Comparison
Curcumin (Turmeric) vs Pterostilbene
Curcumin (Turmeric)
Yellow pigment of turmeric root. Powerful anti-inflammatory with cognitive and mood benefits.
Pterostilbene
Methylated analog of resveratrol with much higher bioavailability. Found in blueberries.
| Field | Curcumin (Turmeric) | Pterostilbene |
|---|---|---|
| Category | neuroprotective | neuroprotective |
| Dose range | 500–2000mg | 50–250mg |
| Half-life | — | — |
| Onset | — | — |
| Evidence | EVIDENCEB | EVIDENCEB |
| Safety | ●●●●● | ●●●●● |
| Legal (US) | USOTC | USOTC |
| PubMed refs | 14000 | 280 |
The comparison in plain English
Auto-generated from dataCurcumin (Turmeric) and Pterostilbene are both in the neuroprotective category respectively.

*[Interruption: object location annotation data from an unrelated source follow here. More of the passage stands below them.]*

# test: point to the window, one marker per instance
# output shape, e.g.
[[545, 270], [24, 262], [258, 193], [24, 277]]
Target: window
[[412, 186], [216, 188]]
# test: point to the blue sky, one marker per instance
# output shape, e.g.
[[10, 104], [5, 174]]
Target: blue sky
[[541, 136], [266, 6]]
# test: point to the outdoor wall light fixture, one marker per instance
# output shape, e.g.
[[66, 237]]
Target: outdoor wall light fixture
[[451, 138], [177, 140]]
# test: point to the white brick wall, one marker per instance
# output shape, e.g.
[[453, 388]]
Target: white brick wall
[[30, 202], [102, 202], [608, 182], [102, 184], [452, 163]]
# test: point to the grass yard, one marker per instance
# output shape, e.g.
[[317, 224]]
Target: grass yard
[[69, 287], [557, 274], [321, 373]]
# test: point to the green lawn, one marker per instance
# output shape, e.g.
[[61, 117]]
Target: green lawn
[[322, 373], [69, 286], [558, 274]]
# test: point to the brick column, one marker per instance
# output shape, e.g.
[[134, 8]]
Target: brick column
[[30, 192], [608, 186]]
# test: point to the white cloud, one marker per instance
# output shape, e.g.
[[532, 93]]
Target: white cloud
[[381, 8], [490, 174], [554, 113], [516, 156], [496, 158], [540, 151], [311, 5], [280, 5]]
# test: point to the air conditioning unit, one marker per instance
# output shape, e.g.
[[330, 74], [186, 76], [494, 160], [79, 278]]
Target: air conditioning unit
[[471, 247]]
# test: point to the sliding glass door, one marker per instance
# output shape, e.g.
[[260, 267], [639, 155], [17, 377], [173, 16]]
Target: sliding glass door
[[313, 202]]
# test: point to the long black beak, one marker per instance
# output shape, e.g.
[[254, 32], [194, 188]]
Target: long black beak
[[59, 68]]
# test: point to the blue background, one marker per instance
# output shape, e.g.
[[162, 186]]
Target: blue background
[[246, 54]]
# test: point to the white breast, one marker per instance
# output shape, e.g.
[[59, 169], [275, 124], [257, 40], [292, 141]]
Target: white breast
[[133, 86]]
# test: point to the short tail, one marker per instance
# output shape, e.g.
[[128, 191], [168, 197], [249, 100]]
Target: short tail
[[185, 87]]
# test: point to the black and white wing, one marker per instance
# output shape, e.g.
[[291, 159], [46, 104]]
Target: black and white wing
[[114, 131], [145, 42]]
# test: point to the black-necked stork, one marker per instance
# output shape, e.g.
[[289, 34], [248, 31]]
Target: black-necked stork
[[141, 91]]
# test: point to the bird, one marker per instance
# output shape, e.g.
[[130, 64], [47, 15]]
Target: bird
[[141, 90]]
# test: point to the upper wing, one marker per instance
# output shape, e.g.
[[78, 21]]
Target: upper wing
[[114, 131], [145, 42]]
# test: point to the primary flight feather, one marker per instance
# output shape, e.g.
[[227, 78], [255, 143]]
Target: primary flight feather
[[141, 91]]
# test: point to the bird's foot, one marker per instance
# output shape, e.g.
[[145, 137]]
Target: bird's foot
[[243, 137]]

Curcumin (Turmeric) Yellow pigment of turmeric root. Pterostilbene Methylated analog of resveratrol with much higher bioavailability.
Bottom line
Curcumin (Turmeric) (evidence B, safety 5/5) matches the evidence base of Pterostilbene (evidence B, safety 5/5). Curcumin (Turmeric) has the slightly cleaner safety profile. For users new to either, the higher-evidence option is the safer first try.

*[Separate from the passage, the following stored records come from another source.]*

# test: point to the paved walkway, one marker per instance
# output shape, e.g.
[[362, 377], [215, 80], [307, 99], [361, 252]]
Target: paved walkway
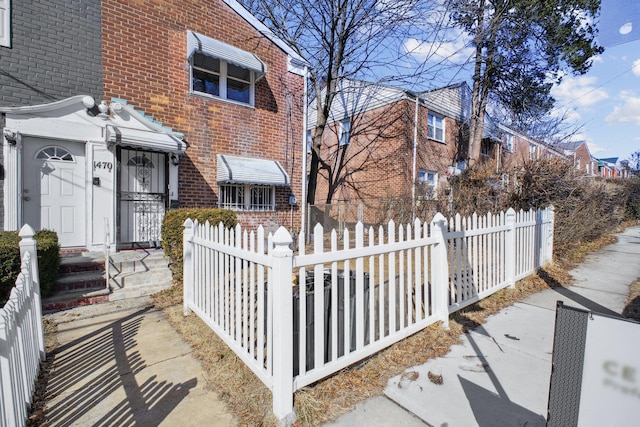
[[123, 364], [499, 375]]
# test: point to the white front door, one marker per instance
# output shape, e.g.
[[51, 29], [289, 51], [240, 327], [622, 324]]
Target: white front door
[[54, 188]]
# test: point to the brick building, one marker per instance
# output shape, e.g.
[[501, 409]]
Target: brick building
[[384, 143], [143, 106]]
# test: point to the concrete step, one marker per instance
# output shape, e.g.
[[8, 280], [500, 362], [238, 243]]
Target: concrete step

Choose Curcumin (Turmeric) if
Curcumin (Turmeric) is the better fit when your goal aligns with its mechanism (Inhibits NF-κB transcription factor activation, suppressing dozens of downstream pro-inflammatory cytokines (TNF-α, IL-6, IL-1β)) and the dose range (500–2000mg) suits your protocol. Half-life is —h.
Choose Pterostilbene if
Pterostilbene is the better fit when your goal aligns with its mechanism (Pterostilbene is structurally similar to resveratrol but with two methyl groups attached, increasing lipophilicity and substantially improving blood-brain-barrier penetration (4x oral bioavailability and a longer half-life vs resveratrol)) and the dose range (50–250mg) suits your protocol. Half-life is —h.